Our analysis showed that all of the patients have used anti emetics in their treatment. The antiemetic used, was either a single anti emetic or a combination of antiemetics. Ondansetron was prescribed for 81.42% of the patients and used at doses of 8 mg and 16 mg, of which 8 mg was most commonly prescribed in patients recommended with a single antiemetic treatment, while the utilization of 16 mg was applied in medications containing more than one antiemetic. Dexamethasone was endorsed in 44.28% of the patients with a range of 4mg - 20 mg. Among these, 8 mg was the most normally utilized dose separately, as well as in combination with other agents. The other antiemetic, aprepitant represented 24.28% of the medications. Palonosetron was also recommended in this setting.

Aside from the antiemetics, other premedication utilized were Pantoprazole 20 mg and 40 mg, Ranitidine 150 mg and Rabeprazole 20 mg. Of these Pantoprazole, 40 mg was the most commonly used, representing 72.85% of the total prescriptions.

6.5.2 Emetogenicity and antiemetics

The utilization of more up to date antiemetic agents has profoundly diminished the occurrence of nausea and vomiting in patients receiving chemotherapy, although these symptoms were not completely forestalled. All of the patients got an antiemetic medication preceding the chemotherapy.

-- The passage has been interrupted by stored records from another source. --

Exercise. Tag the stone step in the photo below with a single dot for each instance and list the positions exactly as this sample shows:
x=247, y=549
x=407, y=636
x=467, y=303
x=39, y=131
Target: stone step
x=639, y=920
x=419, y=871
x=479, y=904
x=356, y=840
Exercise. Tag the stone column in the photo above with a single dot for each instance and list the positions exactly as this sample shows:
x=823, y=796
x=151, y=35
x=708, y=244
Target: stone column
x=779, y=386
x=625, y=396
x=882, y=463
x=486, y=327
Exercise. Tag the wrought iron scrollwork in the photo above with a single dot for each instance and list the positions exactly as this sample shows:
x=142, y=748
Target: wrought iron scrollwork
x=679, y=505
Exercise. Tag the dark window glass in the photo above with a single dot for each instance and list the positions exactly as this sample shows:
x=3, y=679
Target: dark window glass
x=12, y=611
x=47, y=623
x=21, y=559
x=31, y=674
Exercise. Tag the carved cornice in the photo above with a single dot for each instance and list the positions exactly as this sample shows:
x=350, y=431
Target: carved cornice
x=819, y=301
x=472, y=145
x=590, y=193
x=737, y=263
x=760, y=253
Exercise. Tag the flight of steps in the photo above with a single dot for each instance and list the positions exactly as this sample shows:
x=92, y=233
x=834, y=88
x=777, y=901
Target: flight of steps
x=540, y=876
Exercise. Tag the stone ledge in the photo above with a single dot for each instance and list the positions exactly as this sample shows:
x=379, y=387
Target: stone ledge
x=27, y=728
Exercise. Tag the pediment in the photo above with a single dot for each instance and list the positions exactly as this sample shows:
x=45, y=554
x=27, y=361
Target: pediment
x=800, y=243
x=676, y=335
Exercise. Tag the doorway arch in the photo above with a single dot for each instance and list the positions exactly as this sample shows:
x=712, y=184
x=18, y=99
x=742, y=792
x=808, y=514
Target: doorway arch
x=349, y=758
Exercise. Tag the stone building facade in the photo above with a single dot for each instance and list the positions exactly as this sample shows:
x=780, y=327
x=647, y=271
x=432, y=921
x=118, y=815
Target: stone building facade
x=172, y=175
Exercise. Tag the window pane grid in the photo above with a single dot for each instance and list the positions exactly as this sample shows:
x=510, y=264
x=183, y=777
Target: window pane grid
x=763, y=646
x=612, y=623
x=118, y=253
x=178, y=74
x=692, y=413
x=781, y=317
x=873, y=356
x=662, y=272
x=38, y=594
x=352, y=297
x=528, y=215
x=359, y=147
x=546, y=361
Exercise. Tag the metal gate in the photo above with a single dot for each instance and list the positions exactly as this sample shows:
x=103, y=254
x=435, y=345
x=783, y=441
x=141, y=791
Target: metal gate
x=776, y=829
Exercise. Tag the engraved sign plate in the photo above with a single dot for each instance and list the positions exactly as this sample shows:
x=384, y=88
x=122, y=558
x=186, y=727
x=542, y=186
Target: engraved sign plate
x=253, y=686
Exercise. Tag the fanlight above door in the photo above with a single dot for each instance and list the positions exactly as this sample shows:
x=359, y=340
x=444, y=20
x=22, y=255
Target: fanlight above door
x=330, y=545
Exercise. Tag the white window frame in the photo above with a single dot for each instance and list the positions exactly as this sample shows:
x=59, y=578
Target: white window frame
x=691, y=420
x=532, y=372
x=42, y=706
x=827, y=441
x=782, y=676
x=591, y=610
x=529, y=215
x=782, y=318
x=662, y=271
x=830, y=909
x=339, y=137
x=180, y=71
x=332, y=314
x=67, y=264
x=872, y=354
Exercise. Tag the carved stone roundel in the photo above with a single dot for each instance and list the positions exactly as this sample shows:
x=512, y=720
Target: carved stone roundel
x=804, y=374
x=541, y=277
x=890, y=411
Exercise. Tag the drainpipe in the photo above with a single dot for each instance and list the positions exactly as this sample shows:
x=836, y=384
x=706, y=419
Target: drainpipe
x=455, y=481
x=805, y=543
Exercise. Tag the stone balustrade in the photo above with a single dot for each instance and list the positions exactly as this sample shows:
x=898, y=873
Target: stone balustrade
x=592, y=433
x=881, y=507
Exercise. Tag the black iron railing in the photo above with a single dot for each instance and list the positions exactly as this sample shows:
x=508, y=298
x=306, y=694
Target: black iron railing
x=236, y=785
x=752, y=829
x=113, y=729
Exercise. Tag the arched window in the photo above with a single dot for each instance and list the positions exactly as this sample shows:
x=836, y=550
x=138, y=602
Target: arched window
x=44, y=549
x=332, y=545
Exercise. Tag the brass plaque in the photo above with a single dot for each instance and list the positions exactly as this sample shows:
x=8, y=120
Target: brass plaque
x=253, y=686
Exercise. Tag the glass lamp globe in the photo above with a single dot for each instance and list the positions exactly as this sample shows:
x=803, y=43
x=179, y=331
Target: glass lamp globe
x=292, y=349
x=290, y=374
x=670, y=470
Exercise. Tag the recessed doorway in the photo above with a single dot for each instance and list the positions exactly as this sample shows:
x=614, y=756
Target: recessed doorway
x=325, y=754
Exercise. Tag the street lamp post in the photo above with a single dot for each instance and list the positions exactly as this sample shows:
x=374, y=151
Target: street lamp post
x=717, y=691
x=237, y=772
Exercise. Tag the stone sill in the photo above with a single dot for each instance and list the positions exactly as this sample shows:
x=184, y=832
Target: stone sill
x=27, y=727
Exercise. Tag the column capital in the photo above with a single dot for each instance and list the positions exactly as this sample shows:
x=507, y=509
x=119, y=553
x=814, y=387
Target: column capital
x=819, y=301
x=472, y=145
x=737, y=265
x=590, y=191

A 5-HT3RA like Ondansetron, Palonosetron, and a steroid drug such as dexamethasone and Aprepitant were the normally endorsed premedication in our setting, either separately or in combination. The main high hazard associated emetogenic tranquilizer used in chemotherapy in our investigation was Cisplatin. The premedication generally recommended for this setting was Ondansetron 16 mg and Dexamethasone 8 mg either separately or in combination. Cyclophosphamide, Carboplatin, Doxorubicin, Epirubicin, Oxaliplatin, Cytarabine and Ifosfamide were the drugs used in cases of moderate emetogenicity. In this study, the premedication used by the patients were Ondansetron with 8 mg and 16 mg doses, Dexamethasone with 4 mg, 8 mg, 16 mg, and 20 mg doses, Palonosetron with 0.25 mg dose and Aprepitant with 125 mg dose.

6.6 Medication errors

In this project, the error percentage in the prescription as well as in the administration of chemotherapy drugs in an oncology ward was also established.

6.6.1 Prescription error

The total error percentage reported in relation to the total number of prescriptions (70) was of 24.28%.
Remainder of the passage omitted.